ANÉANTIR de Michel HOUELLEBECQ – critique

Je ne sais pas à quel niveau se situe le nouveau roman de Michel Houellebecq par rapport aux précédents : c’est en effet mon premier et, avec les différents et très partagés retours qui pullulent depuis sa parution, j’ai l’impression d’entrer sur un champ de bataille sans préparation et sans connaître aucun des enjeux. Risqué ?

Je ne sais pas. Parce qu’a-t-on besoin de tout savoir d’un auteur avant de le lire ? Dois-je avoir lu tous les opus de l’oeuvre houellebecquienne pour pouvoir en parler ? Je n’espère pas.

Je ne sais donc pas tout de l’auteur de Soumission même si j’ai suivi son actualité ces dernières années et je n’ai aucun ordre d’idée quant à un quelconque classement : où se place Anéantir ? Mieux que celui d’avant ? Moins bien que les premiers ? Autant d’avis que de lecteurs. Ou comme dirait Clint : « Les avis, c’est comme les trous du cul, tout le monde en a un ». Ami(e)s de la poésie, bonsoir.

Que sais-je alors ?

Et bien que ce huitième roman de Houellebecq ne sera, comme le veut la formule consacré, pas le dernier. Il y a des longueurs dans ce pavé de 736 pages, des passages un peu assommants mais, et je déteste dire ça, le final (les 150 dernières pages) vient balayer toute réticence. Je déteste parce que c’est comme quand on dit qu’une série se cherche un peu et qu’elle devient bien à partir de l’épisode 14. Pas que pas que ça à faire, non ?

Attendre ?

Oui, mais ça vaut largement le coup de suivre les pérégrinations de Paul Raison, héros d’Anéantir et en proie au doute quant à la société, la politique, la religion, l’amour, le sexe. Que l’on partage ou non ses réflexions, on se reconnaitra forcément dans ses interrogations. Parce que c’est humain et que c’est justement le coeur du récit : retrouver de quoi faire battre un coeur quand tout ce qui nous entoure a trait à la mort, à la maladie, à la peur. On en est toutes et tous là, non ? #MerciDePlomberL’Ambiance

Oui, mais il y a de l’espoir. Quand quasiment toutes les pistes narratives sont abandonnées et que l’on se recentre sur soi et ce qui motive tout un chacun : l’amour. Naïf ? Non.

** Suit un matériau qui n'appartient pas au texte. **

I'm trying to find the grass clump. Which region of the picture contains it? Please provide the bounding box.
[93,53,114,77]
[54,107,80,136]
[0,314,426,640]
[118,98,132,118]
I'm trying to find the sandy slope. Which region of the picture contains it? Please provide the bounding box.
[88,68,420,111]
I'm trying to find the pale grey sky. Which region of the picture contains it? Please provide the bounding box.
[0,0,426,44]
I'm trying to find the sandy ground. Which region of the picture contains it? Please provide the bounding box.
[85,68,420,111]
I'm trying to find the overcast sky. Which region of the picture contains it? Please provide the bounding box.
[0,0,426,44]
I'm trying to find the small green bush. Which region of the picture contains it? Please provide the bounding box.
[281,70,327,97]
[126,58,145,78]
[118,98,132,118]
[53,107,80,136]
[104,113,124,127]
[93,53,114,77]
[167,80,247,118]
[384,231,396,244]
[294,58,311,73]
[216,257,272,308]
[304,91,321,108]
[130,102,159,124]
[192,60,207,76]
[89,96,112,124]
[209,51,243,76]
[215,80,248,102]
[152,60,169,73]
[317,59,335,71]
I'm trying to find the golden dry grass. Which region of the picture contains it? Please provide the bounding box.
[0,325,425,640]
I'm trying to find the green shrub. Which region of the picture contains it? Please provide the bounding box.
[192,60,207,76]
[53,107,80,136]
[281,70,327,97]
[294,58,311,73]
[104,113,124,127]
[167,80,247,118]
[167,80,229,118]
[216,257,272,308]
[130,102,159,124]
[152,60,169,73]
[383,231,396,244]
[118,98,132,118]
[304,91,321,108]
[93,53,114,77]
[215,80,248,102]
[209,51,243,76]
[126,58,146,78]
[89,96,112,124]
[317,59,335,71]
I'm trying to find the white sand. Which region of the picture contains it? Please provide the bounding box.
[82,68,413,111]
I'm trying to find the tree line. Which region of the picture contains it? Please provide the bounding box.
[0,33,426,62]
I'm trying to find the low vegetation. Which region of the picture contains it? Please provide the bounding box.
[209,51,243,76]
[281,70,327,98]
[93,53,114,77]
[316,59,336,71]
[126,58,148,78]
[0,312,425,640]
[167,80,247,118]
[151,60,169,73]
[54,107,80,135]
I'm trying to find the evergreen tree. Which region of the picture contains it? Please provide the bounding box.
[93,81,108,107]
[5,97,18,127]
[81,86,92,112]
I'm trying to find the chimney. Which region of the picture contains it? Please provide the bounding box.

Surprenant pour un Houellebecq ? C’est ce que certains ont l’air de dire.

Et de lui reprocher, d’ailleurs.

C’est pourtant ce qui m’a touché dans Anéantir : déjouer les pistes pour mieux faire naître l’évidence. Quand Houellebecq parle à un moment de Matrix Revolutions (3ème volet de la saga), ce n’est pas juste une coquetterie, c’est au contraire une façon de s’amuser, comme dans les films des Wachowski, avec ce qu’attend le lecteur. Une approche méta qui prend tout son sens dans un final oubliant le technothriller auquel on pensait avoir affaire au départ… et qui rappelle totalement le propos du dernier Matrix justement. Ici, le besoin de symboles, de messages cryptiques comme indicateurs se trouvent mis de côté pour ce qui compte vraiment : l’amour.

Tout se recoupe.

Et je sais qu’on a souvent dit que Houellebecq savait comme personne décrypter notre époque, non ? 

Même lorsqu’elle ne sait pas elle-même ce qui la guide ?

Anéantir de Michel Houellebecq. Éditons Flammarion. Paru le 7 janvier 2022.